The talks had brought unexpected calm and rejuvenated economic activity in northern Uganda, where the conflict had killed tens of thousands and displaced some two million over the last two decades. Half of those displaced had returned to their villages, or to transit sites, since negotiations began in July 2006.
But with the LRA on the move and the tactic of targeting civilians emphatically revived, many civilians are once more seeking refuge in squalid displacement camps. Populations in south Sudan and the Central African Republic, as well as in the DRC, are also at risk from the highly mobile and scattered rebels. And the LRA's hardened brand of guerrilla warfare is notable for the disproportionate damage it inflicts, relative to the group's small number of fighters.
A regional threat
As a roving and splintered militant group, the LRA poses additional internal security threats to Uganda's neighbours.
Sudan's north-south peace is already extremely fragile, and may become even shakier this month with the expected ICC indictment of Sudanese President Omar al-Bashir on charges of genocide and war crimes. The availability of the LRA as a potentially disruptive force in southern Sudan is attractive to the group's former backers in Khartoum, particularly as July's national elections approach.
DRC and the Central African Republic face their own major internal security challenges. Plagued by violence and a slew of rebel groups in the east, the Congolese government has little control over the far reaches of its territory. Army-rebel confrontations have continued despite the peace process in the Central African Republic, and the state's borderlands have long been lawless. Steps toward peace and calm in either country would be greatly complicated by LRA activity.
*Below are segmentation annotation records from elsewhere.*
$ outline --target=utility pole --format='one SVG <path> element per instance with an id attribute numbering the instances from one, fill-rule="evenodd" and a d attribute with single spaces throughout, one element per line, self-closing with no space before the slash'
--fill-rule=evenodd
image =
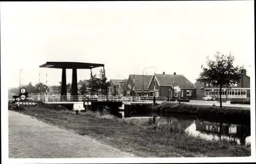
<path id="1" fill-rule="evenodd" d="M 22 72 L 22 69 L 19 71 L 19 90 L 20 90 L 20 73 Z"/>
<path id="2" fill-rule="evenodd" d="M 155 68 L 155 66 L 148 66 L 143 69 L 142 71 L 142 97 L 144 97 L 144 70 L 148 68 Z"/>
<path id="3" fill-rule="evenodd" d="M 153 97 L 153 105 L 156 104 L 156 73 L 154 75 L 154 97 Z"/>

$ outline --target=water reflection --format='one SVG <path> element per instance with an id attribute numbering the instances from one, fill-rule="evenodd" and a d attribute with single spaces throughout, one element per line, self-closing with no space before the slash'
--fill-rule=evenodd
<path id="1" fill-rule="evenodd" d="M 132 118 L 142 124 L 151 117 Z M 212 140 L 225 139 L 244 145 L 250 143 L 250 127 L 226 123 L 216 123 L 205 120 L 182 119 L 178 116 L 160 118 L 156 119 L 158 125 L 167 124 L 174 127 L 184 128 L 186 132 L 202 138 Z"/>

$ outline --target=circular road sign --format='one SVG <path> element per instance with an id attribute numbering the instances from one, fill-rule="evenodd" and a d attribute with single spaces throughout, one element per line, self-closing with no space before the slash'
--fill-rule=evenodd
<path id="1" fill-rule="evenodd" d="M 25 93 L 26 93 L 26 91 L 27 90 L 26 90 L 25 88 L 21 88 L 20 90 L 19 90 L 20 93 L 22 93 L 22 94 L 24 94 Z"/>
<path id="2" fill-rule="evenodd" d="M 216 96 L 213 96 L 212 99 L 213 101 L 215 101 L 217 99 L 217 97 L 216 97 Z"/>
<path id="3" fill-rule="evenodd" d="M 25 96 L 24 95 L 22 95 L 20 96 L 20 97 L 19 97 L 19 98 L 22 100 L 24 100 L 26 99 L 26 96 Z"/>

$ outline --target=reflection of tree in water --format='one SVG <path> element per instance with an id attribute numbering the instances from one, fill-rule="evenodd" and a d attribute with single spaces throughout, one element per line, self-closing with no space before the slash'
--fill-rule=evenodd
<path id="1" fill-rule="evenodd" d="M 220 140 L 222 136 L 229 136 L 229 142 L 232 144 L 237 143 L 236 138 L 238 138 L 240 144 L 244 145 L 246 137 L 250 135 L 249 126 L 200 121 L 196 121 L 195 123 L 197 131 L 212 135 L 218 135 Z"/>

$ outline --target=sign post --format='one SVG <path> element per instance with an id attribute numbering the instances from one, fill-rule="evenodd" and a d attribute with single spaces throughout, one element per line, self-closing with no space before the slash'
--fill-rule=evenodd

Louise Khabure, Uganda analyst at the think-tank International Crisis Group, emphasises the gravity of the regional threat. "The LRA can be used as a proxy for any disgruntled group," Khabure says. "The region is facing a complex security challenge with dire implications."
Violence largely died down during the Juba talks, but in recent weeks the LRA has reverted to its feared and brutal tactics. The multi-national military offensive has so far failed to capture Kony or eliminate the rebel threat, and instead is providing the spark for a new era of atrocities.
The UN Security Council, while condemning the LRA for its recent atrocities, must withdraw its support for the offensive and instead urge all parties to recommit to a ceasefire and renewed talks. Fresh negotiations should be greatly improved, involving Uganda's neighbours and addressing all the concerns - such as the fate of the LRA leadership - that previous rounds did not tackle. Failing this, the gains of two painstaking years of negotiations will vanish. Despite its flaws, the best opportunity in many years for peace with Uganda's rebels will be lost.